BenchBox Test Quality Guidelines

This document defines standards for writing effective, maintainable tests in BenchBox.

Core Principles

  1. Test Behavior, Not Implementation - Tests should verify what the code does, not how it does it.

  2. Distinct Purpose - Every test should have a unique, documented purpose.

  3. Fail Meaningfully - When a test fails, the failure message should clearly indicate what’s wrong.

  4. Minimal Brittleness - Tests should not break due to unrelated changes.

Anti-Patterns to Avoid

1. Enum/Constant Count Tests

Bad: Testing that a collection has a specific count.

# BAD - breaks when tables are added/removed
def test_table_count():
    assert len(TABLES) == 21

Good: Test structural properties or specific members.

# GOOD - tests behavior, not implementation detail
def test_all_tables_have_required_columns():
    for table in TABLES:
        assert table.has_primary_key()
        assert "created_at" in table.column_names

# GOOD - tests specific requirements
def test_required_tables_present():
    required = {"users", "orders", "products"}
    assert required.issubset(set(TABLES.keys()))

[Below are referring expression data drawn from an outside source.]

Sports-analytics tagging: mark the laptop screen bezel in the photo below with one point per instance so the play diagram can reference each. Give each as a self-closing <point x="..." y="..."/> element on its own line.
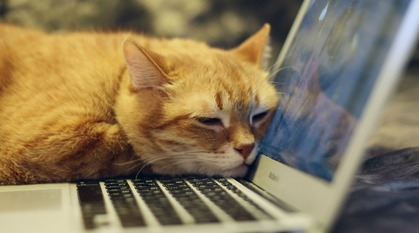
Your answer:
<point x="317" y="197"/>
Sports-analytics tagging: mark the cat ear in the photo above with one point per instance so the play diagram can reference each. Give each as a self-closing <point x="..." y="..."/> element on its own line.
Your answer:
<point x="147" y="69"/>
<point x="256" y="49"/>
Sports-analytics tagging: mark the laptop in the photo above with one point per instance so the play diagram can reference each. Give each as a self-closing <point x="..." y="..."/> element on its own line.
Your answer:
<point x="338" y="66"/>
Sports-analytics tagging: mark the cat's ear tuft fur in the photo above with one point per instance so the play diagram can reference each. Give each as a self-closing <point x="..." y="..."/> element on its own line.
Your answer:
<point x="256" y="49"/>
<point x="147" y="69"/>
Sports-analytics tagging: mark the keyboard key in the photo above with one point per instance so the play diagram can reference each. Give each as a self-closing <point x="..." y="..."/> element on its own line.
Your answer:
<point x="156" y="200"/>
<point x="91" y="202"/>
<point x="124" y="203"/>
<point x="222" y="199"/>
<point x="189" y="200"/>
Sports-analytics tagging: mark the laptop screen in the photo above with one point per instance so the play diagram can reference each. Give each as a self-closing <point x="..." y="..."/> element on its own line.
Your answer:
<point x="326" y="78"/>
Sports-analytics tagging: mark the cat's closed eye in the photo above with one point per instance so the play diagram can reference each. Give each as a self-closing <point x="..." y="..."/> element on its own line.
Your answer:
<point x="259" y="116"/>
<point x="209" y="121"/>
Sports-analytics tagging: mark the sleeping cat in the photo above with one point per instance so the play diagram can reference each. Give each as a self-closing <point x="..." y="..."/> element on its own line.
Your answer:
<point x="95" y="105"/>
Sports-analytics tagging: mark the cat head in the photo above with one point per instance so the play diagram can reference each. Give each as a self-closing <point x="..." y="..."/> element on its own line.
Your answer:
<point x="192" y="109"/>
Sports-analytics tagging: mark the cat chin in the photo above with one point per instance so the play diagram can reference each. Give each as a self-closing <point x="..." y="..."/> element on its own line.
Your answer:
<point x="239" y="171"/>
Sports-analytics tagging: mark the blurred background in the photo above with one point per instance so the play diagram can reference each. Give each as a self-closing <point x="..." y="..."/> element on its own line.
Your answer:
<point x="222" y="23"/>
<point x="218" y="22"/>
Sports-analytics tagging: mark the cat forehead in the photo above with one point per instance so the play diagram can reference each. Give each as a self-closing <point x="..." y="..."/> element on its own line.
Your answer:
<point x="215" y="99"/>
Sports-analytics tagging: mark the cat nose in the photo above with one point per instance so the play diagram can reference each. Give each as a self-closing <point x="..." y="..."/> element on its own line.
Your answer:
<point x="245" y="149"/>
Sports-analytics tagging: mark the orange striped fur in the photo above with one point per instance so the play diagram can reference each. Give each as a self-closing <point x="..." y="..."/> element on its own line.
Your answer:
<point x="95" y="105"/>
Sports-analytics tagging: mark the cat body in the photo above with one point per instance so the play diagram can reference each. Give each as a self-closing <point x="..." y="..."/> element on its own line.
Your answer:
<point x="94" y="105"/>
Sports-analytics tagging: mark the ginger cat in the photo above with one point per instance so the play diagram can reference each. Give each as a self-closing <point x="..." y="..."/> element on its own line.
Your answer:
<point x="95" y="105"/>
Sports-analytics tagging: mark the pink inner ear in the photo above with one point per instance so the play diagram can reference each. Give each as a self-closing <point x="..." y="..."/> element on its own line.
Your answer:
<point x="254" y="48"/>
<point x="144" y="72"/>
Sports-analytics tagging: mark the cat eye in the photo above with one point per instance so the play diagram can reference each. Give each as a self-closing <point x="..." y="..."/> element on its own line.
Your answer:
<point x="260" y="116"/>
<point x="209" y="121"/>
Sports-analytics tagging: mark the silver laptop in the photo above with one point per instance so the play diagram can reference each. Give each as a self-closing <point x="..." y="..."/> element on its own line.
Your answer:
<point x="338" y="67"/>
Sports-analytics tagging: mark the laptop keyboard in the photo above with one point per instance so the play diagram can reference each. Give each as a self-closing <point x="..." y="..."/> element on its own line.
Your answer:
<point x="170" y="200"/>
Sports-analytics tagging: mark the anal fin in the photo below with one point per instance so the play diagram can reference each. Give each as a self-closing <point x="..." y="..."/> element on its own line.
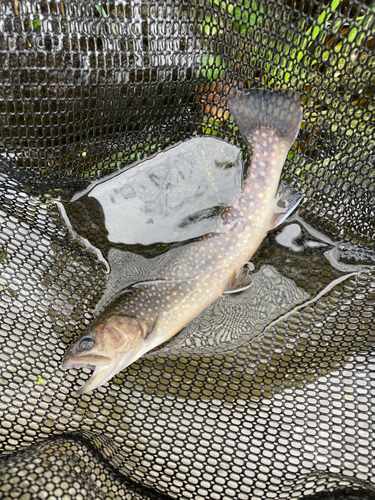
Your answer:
<point x="241" y="280"/>
<point x="286" y="201"/>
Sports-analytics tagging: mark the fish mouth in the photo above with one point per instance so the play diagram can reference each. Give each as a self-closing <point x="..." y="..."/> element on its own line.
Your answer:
<point x="104" y="369"/>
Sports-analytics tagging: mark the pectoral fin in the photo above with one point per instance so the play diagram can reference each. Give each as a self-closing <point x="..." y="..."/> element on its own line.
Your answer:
<point x="241" y="280"/>
<point x="286" y="200"/>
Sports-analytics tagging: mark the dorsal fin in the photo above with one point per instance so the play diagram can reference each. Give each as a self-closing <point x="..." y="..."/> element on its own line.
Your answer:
<point x="286" y="200"/>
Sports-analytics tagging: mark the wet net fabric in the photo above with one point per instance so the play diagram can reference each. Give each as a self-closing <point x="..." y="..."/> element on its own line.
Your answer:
<point x="248" y="402"/>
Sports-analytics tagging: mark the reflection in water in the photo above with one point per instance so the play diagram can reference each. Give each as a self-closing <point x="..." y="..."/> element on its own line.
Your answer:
<point x="168" y="191"/>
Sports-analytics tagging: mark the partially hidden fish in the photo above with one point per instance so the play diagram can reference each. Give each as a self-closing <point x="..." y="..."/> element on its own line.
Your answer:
<point x="149" y="313"/>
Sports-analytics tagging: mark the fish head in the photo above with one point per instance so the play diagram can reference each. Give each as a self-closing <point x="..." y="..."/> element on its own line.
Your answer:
<point x="108" y="345"/>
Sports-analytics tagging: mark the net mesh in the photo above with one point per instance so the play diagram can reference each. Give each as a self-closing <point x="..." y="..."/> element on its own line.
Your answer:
<point x="249" y="401"/>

2. Tautological Assertions

Bad: Asserting something that would raise an exception anyway.

# BAD - import_module raises ImportError on failure, never returns None
module = importlib.import_module("mypackage")
assert module is not None  # Redundant

# BAD - constructor raises on failure
obj = MyClass()
assert obj is not None  # Redundant

Good: Remove redundant assertions or replace with meaningful ones.

# GOOD - just import (failure = ImportError with clear message)
importlib.import_module("mypackage")

# GOOD - verify behavior after construction
obj = MyClass()
assert obj.is_initialized
assert obj.config == expected_config

3. Trivial isinstance Checks Without Follow-up

Bad: Checking type without verifying content.

# BAD - doesn't verify the dict has expected content
result = get_stats()
assert isinstance(result, dict)

Good: Verify structure or content.

# GOOD - verifies both type and content
result = get_stats()
assert isinstance(result, dict)
assert "row_count" in result
assert result["row_count"] >= 0

4. Constant Equality Tests

Bad: Testing that a constant equals its expected value.

# BAD - just duplicates the constant definition
def test_default_scale():
    assert DEFAULT_SCALE == 0.01

Good: Test that the constant is used correctly.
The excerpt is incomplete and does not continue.